Para o historiador, no berço do regime de exceção iniciado em 1964, os militares não tinham projeto nenhum. Em um primeiro momento, o objetivo era tirar o então presidente João Goulart (1961-1964) para que os interesses externos, declaradamente norte-americanos, ganhassem apoio e força política.
Segundo Queiroz, o bode expiatório para uso de força do Estado foi, usando as teorias conspiratórias, a invasão do Brasil pelos comunistas. “Em 1968, por exemplo, usaram esse argumento de um suposto descontrole social para implantar o Ato Institucional n. 5 (AI-5) que acabou com os habeas corpus e instaurou o controle total do Estado utilizando o discurso de segurança nacional”, ressalta.
Resistência cultural em Manaus
“Não podemos uniformizar, pois a ‘ditadura de São Paulo’ teve uma expressão maior.
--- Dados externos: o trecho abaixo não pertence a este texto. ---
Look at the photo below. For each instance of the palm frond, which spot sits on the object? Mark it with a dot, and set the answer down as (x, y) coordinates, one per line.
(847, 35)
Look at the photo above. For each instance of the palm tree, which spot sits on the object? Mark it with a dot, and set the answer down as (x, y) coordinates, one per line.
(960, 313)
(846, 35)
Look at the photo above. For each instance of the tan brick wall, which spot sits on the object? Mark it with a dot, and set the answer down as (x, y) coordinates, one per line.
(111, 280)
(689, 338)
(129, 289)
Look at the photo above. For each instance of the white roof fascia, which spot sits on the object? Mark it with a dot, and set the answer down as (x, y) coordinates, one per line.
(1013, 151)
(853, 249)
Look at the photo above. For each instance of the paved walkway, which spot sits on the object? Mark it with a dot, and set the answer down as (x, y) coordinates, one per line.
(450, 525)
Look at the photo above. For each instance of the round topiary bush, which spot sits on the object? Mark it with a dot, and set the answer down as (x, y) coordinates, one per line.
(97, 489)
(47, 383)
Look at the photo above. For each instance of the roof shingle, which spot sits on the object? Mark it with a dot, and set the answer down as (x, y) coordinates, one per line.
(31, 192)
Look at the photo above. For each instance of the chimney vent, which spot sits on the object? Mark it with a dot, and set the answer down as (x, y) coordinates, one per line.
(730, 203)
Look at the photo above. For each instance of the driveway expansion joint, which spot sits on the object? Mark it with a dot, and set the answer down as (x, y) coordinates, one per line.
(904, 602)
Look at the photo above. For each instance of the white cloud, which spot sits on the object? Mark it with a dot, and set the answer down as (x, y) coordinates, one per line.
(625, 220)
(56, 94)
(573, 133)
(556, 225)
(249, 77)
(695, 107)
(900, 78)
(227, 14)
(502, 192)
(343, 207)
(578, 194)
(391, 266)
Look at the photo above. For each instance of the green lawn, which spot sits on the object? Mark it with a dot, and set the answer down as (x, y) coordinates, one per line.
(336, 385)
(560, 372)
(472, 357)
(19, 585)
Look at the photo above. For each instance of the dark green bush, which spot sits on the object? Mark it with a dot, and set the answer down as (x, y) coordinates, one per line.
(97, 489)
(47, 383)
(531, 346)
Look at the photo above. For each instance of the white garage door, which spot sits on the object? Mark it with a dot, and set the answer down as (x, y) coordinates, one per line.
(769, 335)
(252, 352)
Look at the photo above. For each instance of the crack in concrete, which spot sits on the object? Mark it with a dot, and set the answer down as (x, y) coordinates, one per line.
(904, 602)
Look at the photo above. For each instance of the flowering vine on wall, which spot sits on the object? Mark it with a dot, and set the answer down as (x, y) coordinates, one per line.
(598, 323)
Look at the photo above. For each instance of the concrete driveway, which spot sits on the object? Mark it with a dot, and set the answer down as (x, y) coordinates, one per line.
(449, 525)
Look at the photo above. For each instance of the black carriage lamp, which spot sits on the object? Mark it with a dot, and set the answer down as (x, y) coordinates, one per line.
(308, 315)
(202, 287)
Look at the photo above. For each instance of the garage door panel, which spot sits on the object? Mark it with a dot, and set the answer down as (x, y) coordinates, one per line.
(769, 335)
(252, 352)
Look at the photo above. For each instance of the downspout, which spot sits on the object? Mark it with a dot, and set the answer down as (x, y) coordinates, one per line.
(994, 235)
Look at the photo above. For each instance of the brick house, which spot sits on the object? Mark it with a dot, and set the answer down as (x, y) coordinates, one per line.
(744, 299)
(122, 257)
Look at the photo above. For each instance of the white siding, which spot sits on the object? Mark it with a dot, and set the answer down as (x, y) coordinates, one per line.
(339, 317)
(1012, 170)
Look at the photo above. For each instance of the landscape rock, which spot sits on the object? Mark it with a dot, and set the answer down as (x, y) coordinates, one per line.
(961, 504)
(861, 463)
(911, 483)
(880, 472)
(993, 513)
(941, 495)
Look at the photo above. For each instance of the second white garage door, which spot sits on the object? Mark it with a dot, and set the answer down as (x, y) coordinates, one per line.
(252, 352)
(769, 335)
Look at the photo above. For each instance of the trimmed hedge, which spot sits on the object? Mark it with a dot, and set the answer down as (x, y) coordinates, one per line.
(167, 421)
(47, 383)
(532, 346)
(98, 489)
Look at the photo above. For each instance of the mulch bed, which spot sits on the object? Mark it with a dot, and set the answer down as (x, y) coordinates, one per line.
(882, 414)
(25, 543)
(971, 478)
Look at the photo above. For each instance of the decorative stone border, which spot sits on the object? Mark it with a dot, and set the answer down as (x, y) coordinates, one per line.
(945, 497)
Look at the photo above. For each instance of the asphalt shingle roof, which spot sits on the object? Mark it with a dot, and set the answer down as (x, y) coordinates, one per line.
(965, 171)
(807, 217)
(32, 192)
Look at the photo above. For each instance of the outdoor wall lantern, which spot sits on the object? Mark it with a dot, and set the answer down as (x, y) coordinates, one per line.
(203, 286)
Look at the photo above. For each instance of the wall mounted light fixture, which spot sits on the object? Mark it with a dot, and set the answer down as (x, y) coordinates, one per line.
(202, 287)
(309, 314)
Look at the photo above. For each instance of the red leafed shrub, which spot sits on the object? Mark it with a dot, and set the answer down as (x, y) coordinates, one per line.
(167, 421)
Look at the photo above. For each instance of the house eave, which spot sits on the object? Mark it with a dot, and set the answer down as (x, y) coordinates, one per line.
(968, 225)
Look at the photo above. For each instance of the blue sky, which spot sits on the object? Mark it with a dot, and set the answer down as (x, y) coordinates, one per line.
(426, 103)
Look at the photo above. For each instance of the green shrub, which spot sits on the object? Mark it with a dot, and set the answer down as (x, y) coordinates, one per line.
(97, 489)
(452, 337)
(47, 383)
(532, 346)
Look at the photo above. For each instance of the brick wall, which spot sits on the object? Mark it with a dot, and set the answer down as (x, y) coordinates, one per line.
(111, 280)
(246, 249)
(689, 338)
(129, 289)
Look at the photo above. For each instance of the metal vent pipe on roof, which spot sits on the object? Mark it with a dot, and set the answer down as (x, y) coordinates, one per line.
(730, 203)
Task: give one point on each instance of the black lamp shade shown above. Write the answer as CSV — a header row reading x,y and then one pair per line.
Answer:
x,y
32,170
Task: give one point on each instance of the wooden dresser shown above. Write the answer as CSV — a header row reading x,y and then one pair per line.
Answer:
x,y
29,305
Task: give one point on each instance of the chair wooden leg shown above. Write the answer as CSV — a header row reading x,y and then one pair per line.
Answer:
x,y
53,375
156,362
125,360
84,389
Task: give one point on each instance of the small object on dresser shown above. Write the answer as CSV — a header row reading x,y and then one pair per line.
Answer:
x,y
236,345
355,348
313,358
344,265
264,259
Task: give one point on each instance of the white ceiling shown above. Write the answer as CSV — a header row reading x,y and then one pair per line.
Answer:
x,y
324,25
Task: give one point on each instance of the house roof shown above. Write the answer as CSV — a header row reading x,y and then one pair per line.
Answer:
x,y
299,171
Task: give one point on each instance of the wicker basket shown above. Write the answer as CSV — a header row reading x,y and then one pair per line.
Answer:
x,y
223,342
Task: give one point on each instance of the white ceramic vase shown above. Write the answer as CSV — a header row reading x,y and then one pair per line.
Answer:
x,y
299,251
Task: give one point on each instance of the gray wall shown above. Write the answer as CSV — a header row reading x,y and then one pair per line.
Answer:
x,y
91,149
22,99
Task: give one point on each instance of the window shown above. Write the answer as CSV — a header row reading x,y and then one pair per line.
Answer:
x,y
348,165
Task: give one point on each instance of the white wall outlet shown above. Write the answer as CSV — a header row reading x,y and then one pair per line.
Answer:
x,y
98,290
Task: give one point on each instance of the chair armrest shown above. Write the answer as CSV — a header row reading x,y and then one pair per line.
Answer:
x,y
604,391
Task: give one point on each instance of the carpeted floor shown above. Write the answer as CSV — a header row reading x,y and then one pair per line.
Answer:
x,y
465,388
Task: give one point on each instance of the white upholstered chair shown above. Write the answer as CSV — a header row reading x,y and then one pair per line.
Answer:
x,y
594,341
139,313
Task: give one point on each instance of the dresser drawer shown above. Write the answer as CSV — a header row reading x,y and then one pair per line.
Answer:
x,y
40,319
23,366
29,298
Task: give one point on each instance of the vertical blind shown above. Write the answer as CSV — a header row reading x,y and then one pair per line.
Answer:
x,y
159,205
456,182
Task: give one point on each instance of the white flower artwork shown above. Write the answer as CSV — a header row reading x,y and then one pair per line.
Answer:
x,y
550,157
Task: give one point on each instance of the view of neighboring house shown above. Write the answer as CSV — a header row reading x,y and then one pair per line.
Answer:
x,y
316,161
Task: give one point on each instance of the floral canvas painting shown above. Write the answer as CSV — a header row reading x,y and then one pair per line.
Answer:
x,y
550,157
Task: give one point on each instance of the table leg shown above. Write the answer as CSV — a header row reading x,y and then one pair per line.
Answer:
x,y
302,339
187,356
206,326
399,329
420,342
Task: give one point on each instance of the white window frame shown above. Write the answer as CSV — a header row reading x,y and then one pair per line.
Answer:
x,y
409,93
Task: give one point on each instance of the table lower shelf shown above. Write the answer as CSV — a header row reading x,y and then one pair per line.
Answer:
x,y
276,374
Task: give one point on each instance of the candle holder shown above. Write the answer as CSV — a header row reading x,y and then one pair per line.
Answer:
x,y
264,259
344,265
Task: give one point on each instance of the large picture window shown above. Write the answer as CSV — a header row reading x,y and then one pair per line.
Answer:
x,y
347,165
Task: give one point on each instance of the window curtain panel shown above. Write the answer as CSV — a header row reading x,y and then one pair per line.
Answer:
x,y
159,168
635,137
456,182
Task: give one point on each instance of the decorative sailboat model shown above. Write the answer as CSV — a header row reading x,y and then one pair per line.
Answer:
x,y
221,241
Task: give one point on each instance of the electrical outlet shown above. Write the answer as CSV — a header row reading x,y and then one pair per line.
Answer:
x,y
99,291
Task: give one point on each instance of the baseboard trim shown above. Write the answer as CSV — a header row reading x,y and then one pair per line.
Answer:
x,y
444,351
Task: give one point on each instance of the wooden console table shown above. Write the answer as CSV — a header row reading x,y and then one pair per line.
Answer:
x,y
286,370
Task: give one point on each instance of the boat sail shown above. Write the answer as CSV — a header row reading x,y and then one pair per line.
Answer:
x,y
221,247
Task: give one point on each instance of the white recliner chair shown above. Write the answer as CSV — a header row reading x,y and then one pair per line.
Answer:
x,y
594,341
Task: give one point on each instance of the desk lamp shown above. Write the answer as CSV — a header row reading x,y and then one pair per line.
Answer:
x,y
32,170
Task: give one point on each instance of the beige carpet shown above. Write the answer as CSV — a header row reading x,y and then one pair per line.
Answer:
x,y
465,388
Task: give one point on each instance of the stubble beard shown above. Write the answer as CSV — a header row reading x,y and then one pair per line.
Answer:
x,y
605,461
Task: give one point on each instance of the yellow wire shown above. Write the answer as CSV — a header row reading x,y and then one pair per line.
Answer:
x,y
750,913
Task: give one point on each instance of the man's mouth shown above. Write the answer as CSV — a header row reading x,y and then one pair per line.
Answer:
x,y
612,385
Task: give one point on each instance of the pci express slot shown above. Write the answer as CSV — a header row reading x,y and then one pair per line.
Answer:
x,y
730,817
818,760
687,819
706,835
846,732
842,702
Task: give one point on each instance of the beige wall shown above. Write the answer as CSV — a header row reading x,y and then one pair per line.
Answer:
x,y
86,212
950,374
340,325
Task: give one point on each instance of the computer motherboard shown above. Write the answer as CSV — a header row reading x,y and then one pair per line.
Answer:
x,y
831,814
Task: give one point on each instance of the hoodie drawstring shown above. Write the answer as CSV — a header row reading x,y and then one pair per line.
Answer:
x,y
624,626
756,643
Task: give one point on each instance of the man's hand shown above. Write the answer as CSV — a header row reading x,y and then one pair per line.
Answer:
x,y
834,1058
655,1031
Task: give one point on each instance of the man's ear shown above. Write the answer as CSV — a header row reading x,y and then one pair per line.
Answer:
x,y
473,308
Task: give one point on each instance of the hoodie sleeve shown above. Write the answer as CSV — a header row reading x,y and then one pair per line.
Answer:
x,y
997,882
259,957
Os livros que lemos sobre o período sempre fizeram uma leitura do Brasil a partir deles (SP), dos movimentos de lá. A histografia do que ocorreu no Amazonas está sendo feita agora”, sinaliza Queiroz.
Houve resistência, mas esta ainda está sendo localizada e reconstituída pelos historiadores. Mas segundo Queiroz “se há pouco conteúdo sobre o tema nos livros de história, na imprensa de massa, há menos ainda” e o que se encontra é totalmente enviesado à direita e ao discurso do regime militar.
“Pela imprensa da época o governo militar é visto como um interventor de progresso regional. E os movimentos sociais chegam à massa por outros caminhos, em uma piada ou em uma charge publicada na grande imprensa que satirizava um grupo ou um movimento de pessoas como o da poesia, como o Clube da Madrugada e de músicos que eram ‘detonados’ pela mídia manauara da época. Essa história da resistência no Amazonas ainda está sendo escrita”, enfatiza o historiador, que também é músico.
Thiago resume que abraçando o discurso de trazer a civilização: “A elite amazonense, articulada com os militares e o discurso desenvolvimentista, vendeu muito bem a ditadura no Amazonas através dos jornais”.
O início do fim do regime
Conforme conta Queiroz, a falta de apoio ostensivo dos EUA decretou o início do fim do regime. “Hoje existem documentos claríssimos de que presidentes como Ernesto Geisel (1974-1979) autorizou a execução de opositores. Documentos da CIA (serviço secreto dos EUA) que só foram liberados em 2018 mostram claramente como o processo foi feito: com mortes autorizadas pelo governo. Os executados recebiam o ‘título’ de inimigos do Estado, terroristas e afins. Quando os EUA, articuladores do golpe, viram a condução do processo, onde se observava que os militares claramente haviam perdido a mão, começaram a tirar o corpo fora, trabalhando as relações com o Brasil por outras dimensões. Já com intervenções mais modestas, os governos Médici (1969-1974) e Geisel (1974-1979), extremamente nacionalistas, usam do ufanismo patriótico para cegar os processos, principalmente os de caça aos opositores”, explica.
Outro ponto importante desse processo foi o Ato Institucional n. 2 (AI-2), que em 1965, instaurava o bipartidarismo, montando de um lado a Aliança Renovadora Nacional (ARENA – partido que dava sustentação política ao regime militar) e o Movimento Democrático Brasileiro (MDB, que se vendia como moderado). Mas, segundo Queiroz, estes nunca se separaram: “o MDB só servia para legitimar a impressão de que havia uma democracia vigente. Nenhuma ditadura se vende como uma ditadura, o que se põe na vitrine é ‘uma democracia com intervenções’”.